Ensure the Authorization header value is Bearer followed by the access_token that was returned by the token endpoint.
Try another authentication attempt without pausing.

Login.gov Errors

Background

Login.gov recognizes incoming requests from Service Providers by validating the Issuer (for SAML) or ClientID (for OIDC) field sent in the request and checking it against Service Providers registered with Login.gov. The Issuer for each Service Provider is defined in the Issuer field on the Login.gov Portal.

Screenshot of issuer field on Login.gov portal

This error occurs when Login.gov receives a request from a Service Provider that contains an Issuer/ClientID field that is not registered with Login.gov. The Issuer/ClientID defined in the request must match EXACTLY the Issuer defined in the Portal.

Solution:

Double check the SAML/OIDC request to Login.gov and confirm that the Issuer/ClientID field matches exactly what is defined in the Login.gov Portal. See Other Tips & Tools for help with decoding SAML Requests.

Note that certain Service Providers will not allow partners to set or change the Issuer value after the application is configured (e.g.
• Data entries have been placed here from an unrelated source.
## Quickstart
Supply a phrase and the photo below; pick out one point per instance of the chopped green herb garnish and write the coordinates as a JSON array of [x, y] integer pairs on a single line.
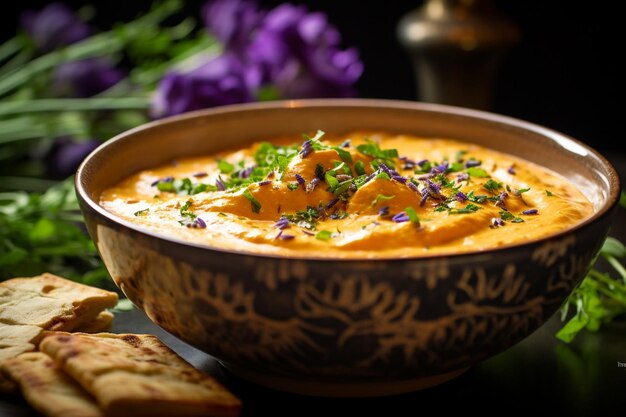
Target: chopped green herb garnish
[[359, 168], [476, 198], [383, 175], [305, 218], [319, 171], [470, 208], [142, 213], [492, 186], [477, 172], [324, 235], [372, 149], [256, 206]]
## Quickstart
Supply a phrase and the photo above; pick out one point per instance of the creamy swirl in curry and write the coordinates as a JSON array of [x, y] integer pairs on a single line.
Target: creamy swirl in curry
[[361, 195]]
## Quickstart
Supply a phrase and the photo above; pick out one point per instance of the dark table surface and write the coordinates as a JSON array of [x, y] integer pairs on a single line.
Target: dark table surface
[[540, 375]]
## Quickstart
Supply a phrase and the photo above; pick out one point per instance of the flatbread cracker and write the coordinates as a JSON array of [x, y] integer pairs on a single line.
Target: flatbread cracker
[[48, 389], [51, 302], [137, 375], [102, 323], [14, 340]]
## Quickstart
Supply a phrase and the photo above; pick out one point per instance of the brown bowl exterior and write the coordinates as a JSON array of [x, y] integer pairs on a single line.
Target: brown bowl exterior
[[347, 321]]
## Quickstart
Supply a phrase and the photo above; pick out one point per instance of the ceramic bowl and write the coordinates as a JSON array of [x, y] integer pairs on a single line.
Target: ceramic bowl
[[344, 327]]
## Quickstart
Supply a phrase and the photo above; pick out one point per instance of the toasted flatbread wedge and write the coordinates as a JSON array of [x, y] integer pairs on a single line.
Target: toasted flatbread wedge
[[14, 340], [102, 323], [137, 375], [47, 388], [51, 302]]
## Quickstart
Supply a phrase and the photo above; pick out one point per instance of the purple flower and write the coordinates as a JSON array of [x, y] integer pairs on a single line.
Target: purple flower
[[66, 154], [54, 26], [232, 22], [85, 78], [219, 81], [400, 217], [300, 54]]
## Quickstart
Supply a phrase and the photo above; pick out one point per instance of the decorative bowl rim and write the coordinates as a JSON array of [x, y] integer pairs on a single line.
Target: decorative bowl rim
[[559, 138]]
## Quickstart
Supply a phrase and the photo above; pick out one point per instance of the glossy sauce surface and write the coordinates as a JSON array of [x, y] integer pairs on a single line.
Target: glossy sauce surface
[[387, 196]]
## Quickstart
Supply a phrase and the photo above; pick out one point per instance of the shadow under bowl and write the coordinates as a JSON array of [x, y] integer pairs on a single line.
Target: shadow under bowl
[[344, 327]]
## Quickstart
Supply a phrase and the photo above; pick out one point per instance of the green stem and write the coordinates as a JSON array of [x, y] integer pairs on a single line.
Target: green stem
[[73, 104], [9, 48], [103, 44], [26, 184], [617, 265]]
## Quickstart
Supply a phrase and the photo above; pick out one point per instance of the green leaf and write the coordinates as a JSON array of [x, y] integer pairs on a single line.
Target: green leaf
[[324, 235], [359, 168], [572, 328], [492, 186], [43, 230], [477, 172], [468, 209], [256, 206]]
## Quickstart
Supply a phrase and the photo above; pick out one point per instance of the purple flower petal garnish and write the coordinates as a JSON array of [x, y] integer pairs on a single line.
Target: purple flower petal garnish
[[425, 195], [502, 198], [399, 178], [332, 202], [311, 185], [464, 176], [245, 173], [440, 169], [497, 222], [307, 148], [400, 217], [435, 188], [282, 223]]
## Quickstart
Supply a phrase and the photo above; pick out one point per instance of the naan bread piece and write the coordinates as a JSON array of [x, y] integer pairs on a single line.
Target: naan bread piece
[[51, 302], [102, 323], [14, 340], [47, 388], [137, 375]]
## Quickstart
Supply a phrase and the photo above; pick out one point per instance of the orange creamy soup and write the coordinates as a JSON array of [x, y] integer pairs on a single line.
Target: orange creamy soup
[[361, 195]]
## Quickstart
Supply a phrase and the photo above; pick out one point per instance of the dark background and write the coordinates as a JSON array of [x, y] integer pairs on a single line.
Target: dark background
[[565, 73]]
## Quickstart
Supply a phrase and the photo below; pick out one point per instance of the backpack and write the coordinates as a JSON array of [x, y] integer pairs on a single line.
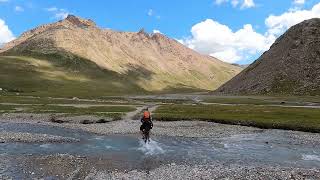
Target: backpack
[[146, 116]]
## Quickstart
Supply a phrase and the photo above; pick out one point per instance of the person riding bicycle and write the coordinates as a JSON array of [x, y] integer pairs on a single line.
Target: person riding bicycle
[[146, 121]]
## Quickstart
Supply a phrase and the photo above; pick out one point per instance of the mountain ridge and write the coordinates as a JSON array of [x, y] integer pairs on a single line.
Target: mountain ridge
[[171, 63], [290, 67]]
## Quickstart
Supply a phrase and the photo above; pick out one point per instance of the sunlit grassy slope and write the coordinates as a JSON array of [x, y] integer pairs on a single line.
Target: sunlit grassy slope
[[58, 76]]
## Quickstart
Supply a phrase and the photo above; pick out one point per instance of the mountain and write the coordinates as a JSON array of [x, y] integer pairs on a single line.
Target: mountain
[[75, 51], [290, 67]]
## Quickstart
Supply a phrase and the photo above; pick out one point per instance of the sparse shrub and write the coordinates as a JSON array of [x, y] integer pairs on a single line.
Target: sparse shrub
[[55, 120], [86, 122], [101, 121]]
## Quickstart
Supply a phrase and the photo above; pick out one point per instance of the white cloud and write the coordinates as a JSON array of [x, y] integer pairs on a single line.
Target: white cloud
[[221, 1], [52, 9], [213, 38], [5, 33], [218, 40], [247, 4], [299, 2], [58, 13], [243, 4], [150, 12], [19, 9], [278, 24]]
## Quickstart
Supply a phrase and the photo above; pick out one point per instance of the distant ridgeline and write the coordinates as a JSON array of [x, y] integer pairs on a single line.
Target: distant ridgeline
[[74, 56], [290, 67]]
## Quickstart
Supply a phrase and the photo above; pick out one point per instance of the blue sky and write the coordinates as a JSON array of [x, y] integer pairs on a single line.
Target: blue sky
[[214, 27]]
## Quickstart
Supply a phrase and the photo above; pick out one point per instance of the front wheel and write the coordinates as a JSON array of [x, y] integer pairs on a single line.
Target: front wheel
[[146, 136]]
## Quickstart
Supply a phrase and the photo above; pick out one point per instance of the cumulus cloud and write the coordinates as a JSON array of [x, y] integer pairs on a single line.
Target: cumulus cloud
[[150, 12], [58, 13], [5, 33], [19, 9], [299, 2], [213, 38], [243, 4], [278, 24], [218, 40], [156, 31]]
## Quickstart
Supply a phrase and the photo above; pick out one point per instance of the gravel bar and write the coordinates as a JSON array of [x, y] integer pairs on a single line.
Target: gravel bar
[[6, 137]]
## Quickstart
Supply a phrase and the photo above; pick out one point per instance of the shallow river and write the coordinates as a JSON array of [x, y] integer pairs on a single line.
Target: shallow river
[[127, 152]]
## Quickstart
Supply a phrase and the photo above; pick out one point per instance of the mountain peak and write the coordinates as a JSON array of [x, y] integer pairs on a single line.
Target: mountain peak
[[79, 21], [290, 67]]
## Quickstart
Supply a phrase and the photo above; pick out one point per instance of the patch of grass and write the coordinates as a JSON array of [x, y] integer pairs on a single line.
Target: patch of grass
[[114, 112], [263, 100], [301, 119], [47, 100]]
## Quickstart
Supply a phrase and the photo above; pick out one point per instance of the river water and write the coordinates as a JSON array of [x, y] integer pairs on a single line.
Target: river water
[[269, 147]]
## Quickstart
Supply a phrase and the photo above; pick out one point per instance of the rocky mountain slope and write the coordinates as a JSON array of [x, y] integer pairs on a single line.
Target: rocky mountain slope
[[290, 67], [150, 62]]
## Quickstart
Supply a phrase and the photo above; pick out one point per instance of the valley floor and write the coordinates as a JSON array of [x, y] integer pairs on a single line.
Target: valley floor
[[220, 137]]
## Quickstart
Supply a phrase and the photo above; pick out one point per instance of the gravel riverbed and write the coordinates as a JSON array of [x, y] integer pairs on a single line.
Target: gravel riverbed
[[65, 166]]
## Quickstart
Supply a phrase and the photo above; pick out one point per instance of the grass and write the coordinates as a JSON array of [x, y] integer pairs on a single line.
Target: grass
[[102, 111], [13, 98], [301, 119], [263, 100], [56, 76], [63, 74]]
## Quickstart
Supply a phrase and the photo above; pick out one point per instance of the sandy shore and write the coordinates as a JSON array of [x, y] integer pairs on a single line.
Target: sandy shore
[[73, 167], [6, 137]]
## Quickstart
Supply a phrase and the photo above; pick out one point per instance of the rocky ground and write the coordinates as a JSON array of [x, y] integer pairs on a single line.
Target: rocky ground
[[6, 137], [65, 166], [72, 167]]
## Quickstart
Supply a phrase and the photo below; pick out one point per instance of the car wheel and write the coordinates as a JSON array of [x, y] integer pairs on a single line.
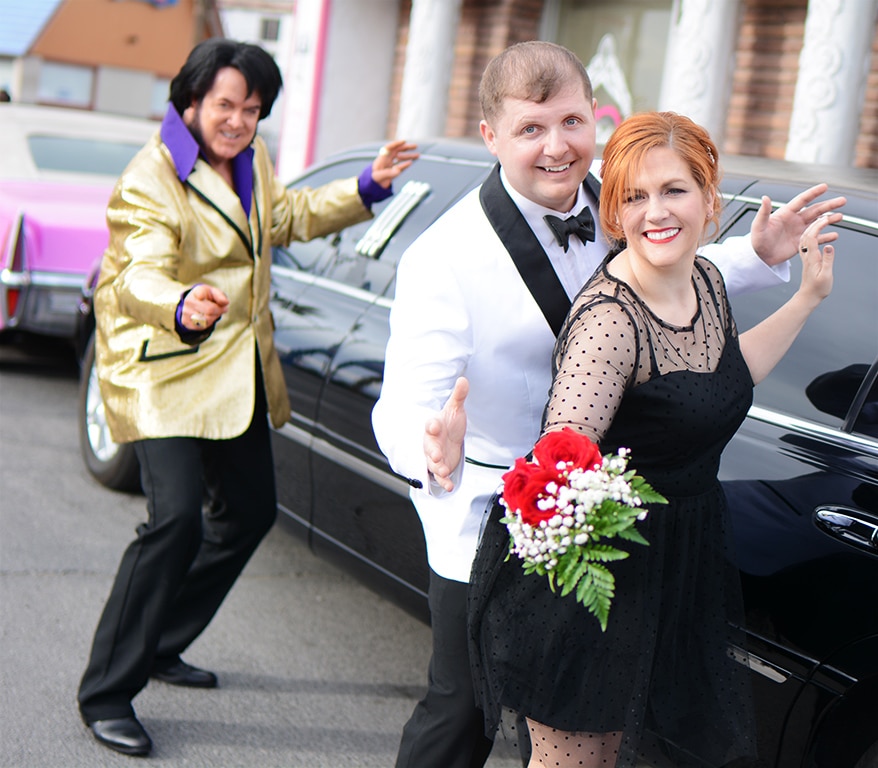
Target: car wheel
[[111, 464]]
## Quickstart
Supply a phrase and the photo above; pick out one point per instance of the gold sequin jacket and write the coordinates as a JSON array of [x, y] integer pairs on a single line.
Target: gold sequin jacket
[[165, 237]]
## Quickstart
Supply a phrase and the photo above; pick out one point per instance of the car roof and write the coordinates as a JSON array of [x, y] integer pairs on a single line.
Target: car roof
[[18, 122], [744, 169]]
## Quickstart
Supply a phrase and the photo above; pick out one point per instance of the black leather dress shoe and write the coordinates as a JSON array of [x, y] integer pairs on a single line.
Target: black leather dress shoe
[[178, 672], [124, 734]]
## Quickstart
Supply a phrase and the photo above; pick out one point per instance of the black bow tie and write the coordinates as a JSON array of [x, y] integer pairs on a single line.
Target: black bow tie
[[581, 225]]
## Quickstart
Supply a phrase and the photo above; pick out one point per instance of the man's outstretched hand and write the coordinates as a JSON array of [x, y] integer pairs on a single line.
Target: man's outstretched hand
[[775, 236], [443, 436]]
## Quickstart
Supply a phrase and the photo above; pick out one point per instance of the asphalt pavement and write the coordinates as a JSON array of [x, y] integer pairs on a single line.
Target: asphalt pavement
[[315, 669]]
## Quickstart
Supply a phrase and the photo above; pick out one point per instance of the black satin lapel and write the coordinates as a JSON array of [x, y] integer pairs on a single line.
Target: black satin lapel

MS Power Apps Portal). In this case, the best option would be to create the Login.gov Portal configuration after the Service Provider application has defined the Issuer and use that Issuer in the Portal.

SAML Request Example

​​<samlp:AuthnRequest AssertionConsumerServiceURL='https://sp.int.identitysandbox.gov/auth/saml/callback?utf8=%E2%9C%93&amp;loa=1'
                    Destination='https://idp.int.identitysandbox.gov/api/saml/auth'
                    ID='_6fca7b78-9ab7-49f5-bd62-18c48eac3c68'
                    IssueInstant='2017-02-23T20:36:17Z'
                    Version='2.0'
                    xmlns:saml='urn:oasis:names:tc:SAML:2.0:assertion'
                    xmlns:samlp='urn:oasis:names:tc:SAML:2.0:protocol'>
  <saml:Issuer>urn:gov:gsa:SAML:2.0.profiles:sp:sso:rails-int</saml:Issuer>
  <!-- ... -->
</samlp:AuthnRequest>

OIDC Request Example:

https://idp.int.identitysandbox.gov/openid_connect/authorize?
  acr_values=http%3A%2F%2Fidmanagement.gov%2Fns%2Fassurance%2Fial%2F1&
  client_id=${CLIENT_ID}&
  nonce=${NONCE}&
  prompt=select_account&
  redirect_uri=${REDIRECT_URI}&
  response_type=code&
  scope=openid+email&
  state=abcdefghijklmnopabcdefghijklmnop

Background:

For both SAML and OIDC, the Authentication Context Class Reference field can be used to define the Identity Assurance Level (IAL) and Authentication Assurance Level (AAL) on a per-request basis. It can also be used to define which user attributes should be returned from Login.gov upon successful authentication.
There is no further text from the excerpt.